Clarence Thomas claims that the 14th Amendment is just merely only a slavery amendment, saying that:
It was enacted for freed slaves such as Dred Scott, who had ‘a domicile’ here and therefore were entitled to sue as citizens. - Clarence Thomas dissent
It was enacted for freed slaves such as Dred Scott, who had ‘a domicile’ here and therefore were entitled to sue as citizens. - Clarence Thomas dissent
The ultimate problem is that the 14th Amendment was Winner’s Justice, packing in things that would have shocked the founders.
Here you are sounding crackers again. You want to believe this is just a left wing judge problem, when in fact it is a terribly written amendment problem.
Go over to Instapundit, which is a conservative/libertarian blog for lawyers. You will find person after person who believes the 14th amendment is badly written, and none of them are liberals, or favor "left wing judges."
You just refuse to see the problem as it is; a badly written amendment.
Absolutely correct interpretation of the 14th amendment.
Instapundit is somehow better than Clarence Thomas. lol
Roe, Lawrence, and Obergefell are examples.
It is not a contest between the two. They are both right.
Either the 14th is a narrow slavery amendment as Thomas argues or the 14th is Santa Claus as you and Instapundit argue. And your friends on the judicial left also view the 14th as Santa Claus.
It cannot be both Santa and a narrow slavery amendment. One must be picked, but only one.
Clarence Thomas is always right. He is right in this case as well, by definition.
The man is brilliant and one of the greatest Supreme Court jurists in our history. I am going to really miss him when he is gone.
That said, we were really cheated when Judge Bork was kept off theSCOTUS by Ted “Burn in Hell” Kennedy.
Judge Bork also had a similar view point here to Clarence Thomas’.
He was not a supporter of the 14th-amendment-as-Santa idea.
Bork’s main concepts though were the ideas of incorporation. The Incorporation Doctrine is not of the 14th Amendment.
The Incorporation Doctrine was birthed specifically from judicial activists using the 14th amendment not all that differently than a Palestinian with a human shield.
No, that's just you trying to put words in people's mouths. You are offering "the fallacy of false choice."

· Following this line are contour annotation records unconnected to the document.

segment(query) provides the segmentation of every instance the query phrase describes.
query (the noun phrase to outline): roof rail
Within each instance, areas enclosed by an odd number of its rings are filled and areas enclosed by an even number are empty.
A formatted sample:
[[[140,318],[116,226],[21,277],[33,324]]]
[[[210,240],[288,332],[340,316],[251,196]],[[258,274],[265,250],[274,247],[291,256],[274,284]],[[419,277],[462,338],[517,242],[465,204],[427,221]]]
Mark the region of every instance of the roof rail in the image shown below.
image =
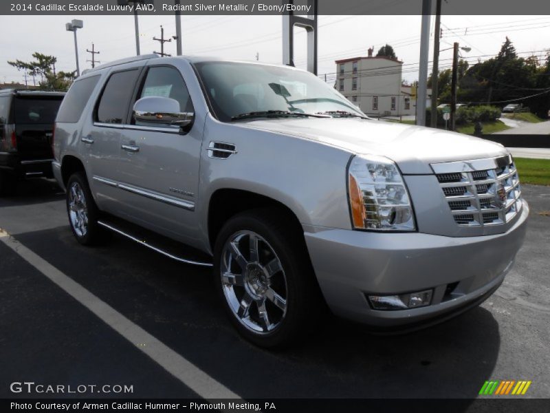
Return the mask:
[[[142,60],[156,59],[157,57],[160,57],[160,55],[157,54],[156,53],[151,53],[151,54],[141,54],[140,56],[132,56],[131,57],[119,59],[118,60],[104,63],[102,65],[100,65],[99,66],[96,66],[93,69],[86,69],[82,72],[82,74],[86,74],[87,73],[91,73],[92,72],[96,72],[96,70],[100,70],[101,69],[104,69],[105,67],[110,67],[111,66],[116,66],[118,65],[124,65],[124,63],[130,63],[131,62],[137,62]]]

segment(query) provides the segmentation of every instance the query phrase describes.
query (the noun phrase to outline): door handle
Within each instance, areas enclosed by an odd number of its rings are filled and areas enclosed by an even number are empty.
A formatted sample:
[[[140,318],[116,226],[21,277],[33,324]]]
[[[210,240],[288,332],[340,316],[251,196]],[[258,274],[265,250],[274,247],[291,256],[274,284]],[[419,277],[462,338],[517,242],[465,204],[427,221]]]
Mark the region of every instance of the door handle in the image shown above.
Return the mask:
[[[140,147],[135,146],[135,145],[123,145],[122,148],[124,151],[128,151],[129,152],[139,152],[140,151]]]

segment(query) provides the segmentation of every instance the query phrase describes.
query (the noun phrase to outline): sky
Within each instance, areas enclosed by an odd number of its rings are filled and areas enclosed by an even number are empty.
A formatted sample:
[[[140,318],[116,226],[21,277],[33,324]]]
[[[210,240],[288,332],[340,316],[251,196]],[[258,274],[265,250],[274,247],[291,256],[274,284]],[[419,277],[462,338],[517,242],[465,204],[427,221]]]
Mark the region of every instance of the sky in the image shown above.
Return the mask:
[[[76,69],[73,34],[65,23],[72,19],[84,21],[77,32],[80,70],[91,67],[87,60],[92,42],[101,63],[135,54],[133,16],[0,16],[0,82],[24,82],[23,72],[8,60],[30,61],[39,52],[57,57],[58,70]],[[386,43],[391,45],[404,62],[403,79],[418,78],[420,16],[320,16],[318,74],[331,80],[335,60],[366,56]],[[142,54],[160,51],[160,25],[166,36],[175,34],[173,16],[141,16],[140,38]],[[430,30],[430,59],[432,56],[434,18]],[[550,16],[443,16],[440,70],[450,67],[453,42],[471,47],[463,57],[474,63],[498,53],[505,36],[520,56],[541,60],[550,50]],[[182,16],[184,54],[217,56],[225,59],[282,63],[282,18],[280,16]],[[298,67],[305,68],[306,35],[295,29]],[[165,43],[165,52],[175,54],[175,41]],[[431,68],[431,63],[430,63]],[[430,70],[429,72],[430,72]]]

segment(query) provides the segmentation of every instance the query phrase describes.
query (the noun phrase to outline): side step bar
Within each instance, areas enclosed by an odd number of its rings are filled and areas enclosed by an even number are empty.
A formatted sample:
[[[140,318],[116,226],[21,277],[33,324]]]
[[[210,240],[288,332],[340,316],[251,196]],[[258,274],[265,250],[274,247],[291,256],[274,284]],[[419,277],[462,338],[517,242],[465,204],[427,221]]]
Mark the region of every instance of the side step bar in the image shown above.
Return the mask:
[[[212,266],[212,262],[207,262],[206,261],[199,261],[199,260],[190,260],[190,259],[188,259],[188,258],[184,258],[182,257],[179,257],[179,256],[177,256],[176,255],[173,254],[173,253],[171,253],[168,252],[167,251],[167,248],[160,248],[160,247],[158,247],[158,246],[155,246],[153,245],[152,244],[148,243],[146,241],[144,241],[144,240],[140,240],[139,238],[138,238],[138,237],[135,237],[134,235],[131,235],[131,233],[129,233],[129,231],[123,231],[120,226],[116,225],[115,224],[112,224],[111,222],[107,222],[102,221],[102,220],[98,220],[98,224],[99,225],[101,225],[104,228],[106,228],[106,229],[109,229],[110,231],[112,231],[113,232],[115,232],[115,233],[116,233],[118,234],[120,234],[121,235],[123,235],[123,236],[126,237],[126,238],[129,238],[129,239],[131,240],[132,241],[134,241],[134,242],[137,242],[138,244],[143,245],[144,246],[146,246],[147,248],[148,248],[150,249],[152,249],[153,251],[156,251],[157,253],[160,253],[162,254],[163,255],[164,255],[166,257],[168,257],[168,258],[171,258],[172,260],[175,260],[178,261],[179,262],[184,262],[185,264],[192,264],[192,265],[198,265],[198,266],[206,266],[206,267]]]

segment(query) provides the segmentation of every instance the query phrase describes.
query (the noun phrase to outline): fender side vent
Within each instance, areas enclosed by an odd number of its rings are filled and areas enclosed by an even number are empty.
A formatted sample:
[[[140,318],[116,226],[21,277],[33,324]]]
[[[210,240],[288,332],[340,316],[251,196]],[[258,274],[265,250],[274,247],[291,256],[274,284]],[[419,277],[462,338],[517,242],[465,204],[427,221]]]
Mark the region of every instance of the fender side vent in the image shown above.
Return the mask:
[[[209,158],[217,158],[218,159],[227,159],[233,153],[236,153],[235,145],[232,143],[226,143],[223,142],[212,141],[206,148]]]

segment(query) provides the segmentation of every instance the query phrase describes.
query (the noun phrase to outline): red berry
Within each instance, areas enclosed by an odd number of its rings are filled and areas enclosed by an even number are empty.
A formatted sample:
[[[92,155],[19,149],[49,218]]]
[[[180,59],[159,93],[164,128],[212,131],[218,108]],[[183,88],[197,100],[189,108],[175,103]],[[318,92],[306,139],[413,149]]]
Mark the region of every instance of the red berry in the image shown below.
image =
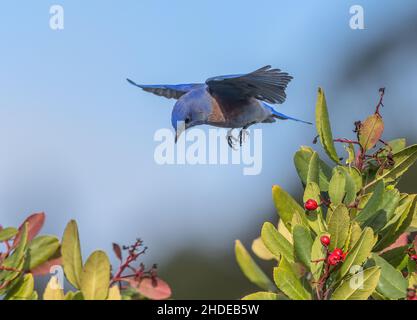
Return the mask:
[[[332,254],[334,254],[335,256],[338,256],[339,258],[343,257],[343,250],[340,248],[336,248],[333,250]]]
[[[330,238],[328,236],[321,236],[320,242],[323,246],[327,247],[330,244]]]
[[[304,208],[308,211],[314,211],[319,207],[318,203],[314,199],[308,199],[304,204]]]
[[[331,266],[335,266],[339,263],[340,258],[339,256],[335,255],[335,254],[331,254],[329,255],[329,257],[327,258],[327,263],[330,264]]]
[[[407,290],[407,300],[417,300],[416,291],[414,289]]]

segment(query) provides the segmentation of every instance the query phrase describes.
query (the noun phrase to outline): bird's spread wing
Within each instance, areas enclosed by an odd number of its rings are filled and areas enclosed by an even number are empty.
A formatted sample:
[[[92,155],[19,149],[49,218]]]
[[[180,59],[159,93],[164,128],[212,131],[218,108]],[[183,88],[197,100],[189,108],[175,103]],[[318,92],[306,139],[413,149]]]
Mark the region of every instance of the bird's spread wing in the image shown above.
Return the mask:
[[[250,97],[269,103],[283,103],[285,89],[292,77],[279,69],[265,66],[243,75],[230,75],[210,78],[206,81],[210,93],[231,100]]]
[[[142,88],[147,92],[151,92],[153,94],[156,94],[157,96],[165,97],[168,99],[179,99],[182,95],[186,94],[187,92],[204,85],[202,83],[143,85],[137,84],[130,79],[127,79],[127,81],[130,84]]]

The answer is that the courts don't look at "intent", they look at "text", and the text of that amendment is terrible.
Thank you! Another litmus test, can you try them for Treason? No? Not a citizen, child should not be a citizen.
It was not badly written. They knew what it meant and the intent.
They badly judged that 160 years later people would become morons that can’t read.
Time to force everybody illegally here in the U.S. to register for the Selective Service and see how quickly their lawyers start to complain they are not Subject to U.S. laws.